3 things big PR firms are getting wrong and small ones are getting right

Agency founder Nick Puleo makes his case that the small agencies are winning.

3 things big PR firms are getting wrong and small ones are getting right

If you’re employed at a large PR firm, by now the refrain of complaints from unhappy clients has taken on frustrating familiarity:

“Junior staff with little experience are running my account.”

“I get shunted aside for bigger clients.” 

“You constantly squeeze me for more budget.”

Nowhere are these grievances more applicable than for clients at medium- or smaller-size companies. For those clients, with, just say, a budget of $20,000 a month, the big agency model is not only broken but probably beyond repair.

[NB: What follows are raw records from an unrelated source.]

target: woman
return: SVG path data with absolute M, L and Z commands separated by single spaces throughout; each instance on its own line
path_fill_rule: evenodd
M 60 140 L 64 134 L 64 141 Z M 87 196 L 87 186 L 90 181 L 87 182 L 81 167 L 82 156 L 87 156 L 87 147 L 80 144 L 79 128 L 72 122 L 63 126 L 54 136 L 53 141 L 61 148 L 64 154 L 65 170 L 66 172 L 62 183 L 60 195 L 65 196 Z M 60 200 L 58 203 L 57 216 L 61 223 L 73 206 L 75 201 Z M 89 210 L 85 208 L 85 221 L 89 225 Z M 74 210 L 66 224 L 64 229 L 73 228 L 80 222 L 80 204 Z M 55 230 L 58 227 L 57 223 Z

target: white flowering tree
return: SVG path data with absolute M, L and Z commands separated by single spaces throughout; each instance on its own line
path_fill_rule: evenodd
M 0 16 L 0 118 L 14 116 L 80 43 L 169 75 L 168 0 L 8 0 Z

Believe me, I know. Last year, I opened my own small agency. But before doing so, I conducted in-depth interviews with nearly 100 in-house PR executives and former agency leaders. I wanted to find out, first-hand, what clients want most and to build a business around those needs. Below are my top three takeaways on how smaller agencies are outperforming their bigger peers:

The classic bait and switch still prevails. Senior executives pitch the business and are seldom heard from again. Junior staff run accounts. Senior people stay far from the trenches, jumping in only during emergencies—a shame since most likely only they can deliver the kind of trusted, strategic counsel that clients really need. One of my clients, with 25 years of experience, formerly at a large agency, had someone with five years of experience leading his account.

Smaller clients get short shrift and short-changed. Let’s say that you have a terrific large agency team serving you. Suddenly, members of your team are promoted. Thanks to the rising hourly billing rates, your monthly fee, until then perfectly adequate, no longer suffices. In response, the agency either replaces valued team members in favor of less-experienced staff or extends its palm seeking more funds. 

The agency comes first. Big agencies, especially those that are publicly traded and under unrelenting pressure from holding companies, rank quarter-to-quarter growth above all else. The Fortune 500 accounts get immediate attention, leaving others on the backburner. Staff viewed as underutilized get assigned to accounts regardless of skill sets. Agencies devote inordinate energy chasing awards that mean little or nothing to most clients. In the end, the small- and medium-size clients get PR service that’s off the shelf rather than customized, and sometimes from a team with only a limited understanding of their business.

This is why small agencies are winning. Small firms, with annual revenues under $3 million, saw the least client churn in 2019 (17.7%), according to research from the Gould+Partners consultancy. Larger firms saw turnover rates as high as 28%. 

Forget towering downtown offices, human resources departments and all the usual accoutrements. The latest generation of agencies is building networks of experts cherry picked for assignments according to the services required and operating independently. They’re moving to flat fee models based on results, not hourly needs. And they’re focused on client satisfaction, not trophies and awards parties.  

More and more—less is more. 

Nick Puleo is the president and founder of Comsint.